The last line of the prompt — "assemble the results into a presentation" — looks like a detail, but it's half the value. An audit for yourself is one thing; nicely assembled slides can go straight to your team, contractor or client with no manual repackaging.
It's a general principle of working with agents: ask not for "an analysis" but for a finished artifact in the format you need — a report, a deck, a table. An agent with a destination for the result finishes the job instead of leaving you a half-product.
Assemble an 8-10 slide deck: 1) overall site score,
2) top-3 high-priority problems with numbers,
3) the rest of the findings by block, briefly,
4) a 30-day action plan. Style — for showing the team,
no technical jargon on the first slides.
06 — Limits
What won't this prompt replace?
Honestly: an agent on this prompt makes a strong first pass — but doesn't replace an SEO specialist on a serious project. Some data (exact traffic, rankings) it estimates from public sources without access to your analytics — approximately. Double-check conclusions before rebuilding your site around them.

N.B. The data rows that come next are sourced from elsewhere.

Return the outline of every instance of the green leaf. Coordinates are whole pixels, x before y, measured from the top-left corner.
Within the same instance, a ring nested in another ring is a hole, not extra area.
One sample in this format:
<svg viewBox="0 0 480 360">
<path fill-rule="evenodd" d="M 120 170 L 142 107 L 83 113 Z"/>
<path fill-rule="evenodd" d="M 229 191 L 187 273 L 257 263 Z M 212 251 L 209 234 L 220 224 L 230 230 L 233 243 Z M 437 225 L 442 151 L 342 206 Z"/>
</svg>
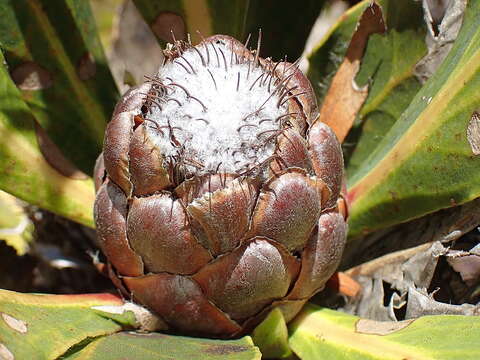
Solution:
<svg viewBox="0 0 480 360">
<path fill-rule="evenodd" d="M 260 56 L 294 62 L 303 52 L 305 42 L 325 0 L 251 0 L 246 34 L 256 44 L 262 29 Z M 253 46 L 253 45 L 252 45 Z M 253 46 L 254 47 L 254 46 Z"/>
<path fill-rule="evenodd" d="M 280 309 L 275 308 L 252 333 L 253 343 L 264 359 L 286 358 L 292 354 L 288 344 L 288 329 Z"/>
<path fill-rule="evenodd" d="M 384 8 L 387 33 L 370 36 L 356 78 L 369 92 L 344 142 L 350 177 L 421 88 L 414 76 L 415 65 L 427 52 L 421 3 L 390 0 L 384 1 Z"/>
<path fill-rule="evenodd" d="M 302 360 L 477 359 L 480 318 L 438 315 L 377 322 L 307 305 L 290 325 Z"/>
<path fill-rule="evenodd" d="M 95 339 L 68 360 L 260 360 L 261 354 L 249 337 L 210 340 L 158 333 L 122 332 Z"/>
<path fill-rule="evenodd" d="M 10 79 L 0 52 L 0 189 L 93 226 L 93 182 L 54 169 L 38 147 L 35 118 Z"/>
<path fill-rule="evenodd" d="M 0 290 L 0 354 L 3 350 L 12 359 L 56 359 L 85 339 L 122 330 L 119 322 L 92 309 L 122 303 L 110 294 L 33 295 Z M 125 315 L 128 323 L 127 317 L 134 324 L 133 314 Z"/>
<path fill-rule="evenodd" d="M 0 44 L 22 97 L 65 156 L 91 173 L 118 97 L 88 1 L 2 0 Z"/>
<path fill-rule="evenodd" d="M 383 1 L 377 3 L 382 5 Z M 371 0 L 364 0 L 350 8 L 307 54 L 309 62 L 307 75 L 319 104 L 322 103 L 333 76 L 345 57 L 360 16 L 370 4 Z"/>
<path fill-rule="evenodd" d="M 19 201 L 0 190 L 0 240 L 24 255 L 32 241 L 33 224 Z"/>
<path fill-rule="evenodd" d="M 190 34 L 193 43 L 214 34 L 231 35 L 242 39 L 249 1 L 245 0 L 134 0 L 153 33 L 165 46 L 172 42 L 171 32 L 177 40 Z"/>
<path fill-rule="evenodd" d="M 470 1 L 445 61 L 349 179 L 351 237 L 480 196 L 467 137 L 480 105 L 479 16 Z"/>
</svg>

☐ Exact traffic/ranking numbers — cross-check against your Search Console
☐ "Competitors are weaker on X" — verify on 2-3 live pages by hand,
the agent may not have crawled the whole site
☐ Redesign recommendations — discuss with a developer before starting
If 2+ items don't match reality, ask the agent again and ask
where exactly the data came from.An SEO audit is a perfect task for an AI agent: procedural, multi-step, boring. One 7-block prompt gives you a problem map, priorities and a deck for the team. Start with the high-priority bucket — and your site stops quietly leaking traffic.
FAQ
Which AI should I give this prompt to?
An agent with internet access: Manus, Claude with a browser, ChatGPT with browsing. It needs to actually walk your site's pages, check links and look at competitors. In a regular chat with no network access, the audit will come out shallow.
How much can I trust this audit?
As a strong first pass. Structural things (broken links, speed, content gaps, competitor comparison) the agent finds well. Exact traffic and ranking numbers, without your analytics, it estimates from public sources — approximately. Double-check before big decisions.
What should I do with the result first?
Work only on the high-priority bucket — usually 3–5 items that deliver most of the effect. Medium and low go to the backlog. An audit without priority triage paralyzes with a 40-item list, which is why the triage is baked into the prompt.
Can I adapt the prompt to my needs?
Yes, it's a skeleton: drop blocks you don't need (say, competitors), add your own (local SEO, specific pages). The key is to keep the block structure and the priority buckets: they're what turns "skim my site" into a procedural audit.